Option 2: Trust validators to have data

  • ❌ No proof of availability
  • ❌ Validators could lie

Option 3: Send hash of data

  • ❌ Can't verify pieces individually
  • ❌ Need entire data to check hash

Solution: DAL's Cryptographic Approach

  • ✅ Distributed storage (validators hold pieces)
  • ✅ Cryptographic verification (can prove pieces are correct)
  • ✅ Redundancy (can recover from 87.5% data loss)
  • ✅ Efficient (constant-size proofs)

Solution Overview

The DAL Approach

126 KB Data ↓ Represent as Polynomial P(x) ↓ Evaluate at 512 points → 512 shards ↓ Create KZG Commitment (48 bytes) ↓ Distribute shards to validators (each gets 32) ↓ Validators verify their shards against commitment ↓ Validators attest if shards are valid ↓ Anyone can reconstruct data from any 64 shards

Key Properties

  • Redundancy: 8x (512 shards, only need 64)
  • Efficiency: Each validator downloads 6.25% (32/512 shards)
  • Security: Cryptographically verifiable
  • Scalability: Constant-size commitments (48 bytes)

Part 1: Polynomial Representation

Why Polynomials?

Polynomials have special mathematical properties that make them perfect for data availability:

  1. Can encode arbitrary data as coefficients
  2. Easy to evaluate at different points
  3. Support error correction (Reed-Solomon codes)
  4. Enable cryptographic operations (KZG commitments)

How Data Becomes a Polynomial

Example: Encode 4 bytes of data [10, 20, 30, 40]

Step 1: Treat bytes as polynomial coefficients

P(x) = 10 + 20x + 30x² + 40x³

Step 2: Evaluate at different points to create shards

P(0) = 10
P(1) = 10 + 20(1) + 30(1)² + 40(1)³ = 100
P(2) = 10 + 20(2) + 30(4) + 40(8) = 490
P(3) = 10 + 20(3) + 30(9) + 40(27) = 1420
...

Each evaluation P(i) becomes a shard.

The Magic: Polynomial Interpolation

Fundamental Theorem: A degree-n polynomial is uniquely determined by n+1 points.

Our example polynomial has degree 3, so we need any 4 evaluations to recover it completely.

Lagrange Interpolation Formula:

Given points (x₀, y₀), (x₁, y₁), ..., (xₙ, yₙ), reconstruct:

P(x) = Σᵢ yᵢ · Lᵢ(x)

where Lᵢ(x) = ∏ⱼ≠ᵢ (x - xⱼ) / (xᵢ - xⱼ)

This is how Reed-Solomon decoding works!

In DAL

  • Original data: 126,944 bytes
  • Treated as: 64 polynomial coefficients (~1,983 bytes each)
  • Polynomial degree: 63
  • Minimum points needed: 64
  • Total shards created: 512 (8x redundancy)

Part 2: Reed-Solomon Erasure Coding

What is Erasure Coding?

Erasure coding adds redundancy so you can recover data even if parts are lost.
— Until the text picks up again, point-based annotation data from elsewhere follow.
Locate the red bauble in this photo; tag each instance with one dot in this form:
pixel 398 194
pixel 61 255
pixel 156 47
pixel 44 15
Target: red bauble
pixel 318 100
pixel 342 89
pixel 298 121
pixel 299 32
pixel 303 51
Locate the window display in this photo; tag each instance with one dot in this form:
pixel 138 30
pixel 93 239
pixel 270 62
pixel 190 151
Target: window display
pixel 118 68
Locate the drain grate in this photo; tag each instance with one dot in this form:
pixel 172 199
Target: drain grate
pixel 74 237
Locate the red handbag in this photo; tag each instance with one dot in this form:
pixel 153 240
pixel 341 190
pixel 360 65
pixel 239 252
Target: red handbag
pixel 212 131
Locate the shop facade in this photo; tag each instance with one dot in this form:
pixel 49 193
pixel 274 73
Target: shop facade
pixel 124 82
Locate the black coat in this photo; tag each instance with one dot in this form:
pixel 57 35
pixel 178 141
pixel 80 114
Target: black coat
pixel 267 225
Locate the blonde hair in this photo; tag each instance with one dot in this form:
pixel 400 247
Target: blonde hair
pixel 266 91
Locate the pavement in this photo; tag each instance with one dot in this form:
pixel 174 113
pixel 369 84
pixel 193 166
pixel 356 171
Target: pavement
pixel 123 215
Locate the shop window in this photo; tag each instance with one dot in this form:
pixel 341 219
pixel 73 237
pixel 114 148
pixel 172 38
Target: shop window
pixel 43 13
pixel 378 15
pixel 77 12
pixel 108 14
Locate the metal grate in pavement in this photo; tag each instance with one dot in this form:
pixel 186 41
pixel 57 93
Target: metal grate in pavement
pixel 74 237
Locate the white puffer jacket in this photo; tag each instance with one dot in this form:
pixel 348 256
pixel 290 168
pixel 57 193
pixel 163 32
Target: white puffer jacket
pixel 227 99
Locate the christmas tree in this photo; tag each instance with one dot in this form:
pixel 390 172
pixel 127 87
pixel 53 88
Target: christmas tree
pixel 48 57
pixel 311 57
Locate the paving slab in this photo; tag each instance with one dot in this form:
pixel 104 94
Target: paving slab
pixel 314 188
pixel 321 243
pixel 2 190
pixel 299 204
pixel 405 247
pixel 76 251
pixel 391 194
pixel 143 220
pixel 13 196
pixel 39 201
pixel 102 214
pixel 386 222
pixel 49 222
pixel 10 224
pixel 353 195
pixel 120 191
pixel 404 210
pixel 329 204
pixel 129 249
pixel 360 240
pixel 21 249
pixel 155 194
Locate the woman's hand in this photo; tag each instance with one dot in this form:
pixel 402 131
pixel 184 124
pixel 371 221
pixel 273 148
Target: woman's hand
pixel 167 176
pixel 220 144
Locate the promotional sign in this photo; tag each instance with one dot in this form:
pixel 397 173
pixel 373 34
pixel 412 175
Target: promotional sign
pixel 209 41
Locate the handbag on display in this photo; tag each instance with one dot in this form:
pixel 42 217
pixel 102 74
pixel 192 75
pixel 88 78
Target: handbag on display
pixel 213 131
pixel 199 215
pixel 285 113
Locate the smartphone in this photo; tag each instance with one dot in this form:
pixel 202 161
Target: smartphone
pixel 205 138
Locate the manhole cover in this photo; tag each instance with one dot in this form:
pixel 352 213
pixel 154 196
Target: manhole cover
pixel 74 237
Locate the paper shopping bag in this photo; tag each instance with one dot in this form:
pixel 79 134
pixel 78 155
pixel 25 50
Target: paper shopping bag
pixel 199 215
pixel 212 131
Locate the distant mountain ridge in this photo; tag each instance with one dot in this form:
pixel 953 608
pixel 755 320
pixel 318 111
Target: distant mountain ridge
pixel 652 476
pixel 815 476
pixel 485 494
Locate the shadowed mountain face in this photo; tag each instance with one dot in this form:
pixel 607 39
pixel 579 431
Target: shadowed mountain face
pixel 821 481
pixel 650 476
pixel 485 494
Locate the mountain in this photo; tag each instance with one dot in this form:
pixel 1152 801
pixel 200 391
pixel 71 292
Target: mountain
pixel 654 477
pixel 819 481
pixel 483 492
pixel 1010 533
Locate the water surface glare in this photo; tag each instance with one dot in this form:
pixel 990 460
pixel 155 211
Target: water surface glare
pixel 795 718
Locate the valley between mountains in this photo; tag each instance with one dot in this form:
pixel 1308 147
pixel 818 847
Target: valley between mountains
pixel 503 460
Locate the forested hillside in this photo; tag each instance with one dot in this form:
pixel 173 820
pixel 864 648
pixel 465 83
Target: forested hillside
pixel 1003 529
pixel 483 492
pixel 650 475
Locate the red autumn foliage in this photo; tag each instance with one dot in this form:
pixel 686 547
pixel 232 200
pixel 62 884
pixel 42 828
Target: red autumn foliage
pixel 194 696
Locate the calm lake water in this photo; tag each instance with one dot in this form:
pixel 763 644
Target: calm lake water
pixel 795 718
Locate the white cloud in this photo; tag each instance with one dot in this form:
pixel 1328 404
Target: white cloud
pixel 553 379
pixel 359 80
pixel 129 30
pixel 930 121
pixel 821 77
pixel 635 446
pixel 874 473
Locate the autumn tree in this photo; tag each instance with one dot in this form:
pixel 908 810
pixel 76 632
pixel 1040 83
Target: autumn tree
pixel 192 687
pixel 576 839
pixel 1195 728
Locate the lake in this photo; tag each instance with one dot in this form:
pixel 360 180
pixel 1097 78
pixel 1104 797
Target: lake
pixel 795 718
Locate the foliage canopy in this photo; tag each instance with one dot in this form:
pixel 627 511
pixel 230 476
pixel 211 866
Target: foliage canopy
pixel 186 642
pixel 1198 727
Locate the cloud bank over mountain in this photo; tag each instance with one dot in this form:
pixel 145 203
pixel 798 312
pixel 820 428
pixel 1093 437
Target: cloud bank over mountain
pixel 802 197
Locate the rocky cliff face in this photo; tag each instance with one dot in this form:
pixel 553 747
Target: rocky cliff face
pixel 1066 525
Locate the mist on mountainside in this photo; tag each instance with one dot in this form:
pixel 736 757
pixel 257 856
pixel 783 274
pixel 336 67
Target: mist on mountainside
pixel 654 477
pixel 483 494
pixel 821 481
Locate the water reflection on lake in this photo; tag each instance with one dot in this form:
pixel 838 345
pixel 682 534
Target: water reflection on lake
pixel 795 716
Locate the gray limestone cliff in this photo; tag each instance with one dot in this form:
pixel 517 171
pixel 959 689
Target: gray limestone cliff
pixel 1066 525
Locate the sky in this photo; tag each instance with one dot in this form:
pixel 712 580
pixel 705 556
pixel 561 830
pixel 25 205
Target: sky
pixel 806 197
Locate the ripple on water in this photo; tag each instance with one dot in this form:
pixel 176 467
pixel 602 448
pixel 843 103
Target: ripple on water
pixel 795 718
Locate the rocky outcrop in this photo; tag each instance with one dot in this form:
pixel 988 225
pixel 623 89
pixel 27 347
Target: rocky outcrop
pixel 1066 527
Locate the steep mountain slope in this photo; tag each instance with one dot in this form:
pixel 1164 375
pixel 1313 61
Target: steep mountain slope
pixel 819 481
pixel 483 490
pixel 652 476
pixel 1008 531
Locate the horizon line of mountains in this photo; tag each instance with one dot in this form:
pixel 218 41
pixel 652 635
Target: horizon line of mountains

Unlike simple replication, it's mathematically optimal.

How Reed-Solomon Works

Step 1: Create the polynomial

Data: D₀, D₁, D₂, ..., D₆₃ (64 chunks)
Polynomial: P(x) = D₀ + D₁x + D₂x² + ... + D₆₃x⁶³

Step 2: Generate shards

Shard₀ = P(0)
Shard₁ = P(1)
Shard₂ = P(2)
...
Shard₅₁₁ = P(511)

Step 3: Distribute shards

Each validator gets 32 shards (deterministically assigned).

Step 4: Recovery

Collect any 64 shards, use Lagrange interpolation to recover P(x), extract coefficients = original data.

Visual Example

Original Data (4 chunks): [A] [B] [C] [D] After Reed-Solomon (8 shards with 2x redundancy): [A] [B] [C] [D] [P1] [P2] [P3] [P4] ↑ ↑ ↑ ↑ ↑ ↑ ↑ ↑ Original chunks Parity chunks If we lose 50%: [A] [X] [C] [X] [P1] [X] [P3] [X] Can still recover! Any 4 shards = full recovery

Key Properties

  1. Optimal redundancy: Minimum overhead for given fault tolerance
  2. Flexible recovery: Any subset of required size works
  3. No privileged shards: Original and parity shards are mathematically equivalent
  4. Deterministic: Same data → same shards always

In DAL

  • 8x redundancy: 64 original → 512 total shards
  • Fault tolerance: Can lose up to 448 shards (87.5%)
  • Recovery threshold: Any 64 shards suffice
  • Validator load: Each downloads 32 shards (6.25%)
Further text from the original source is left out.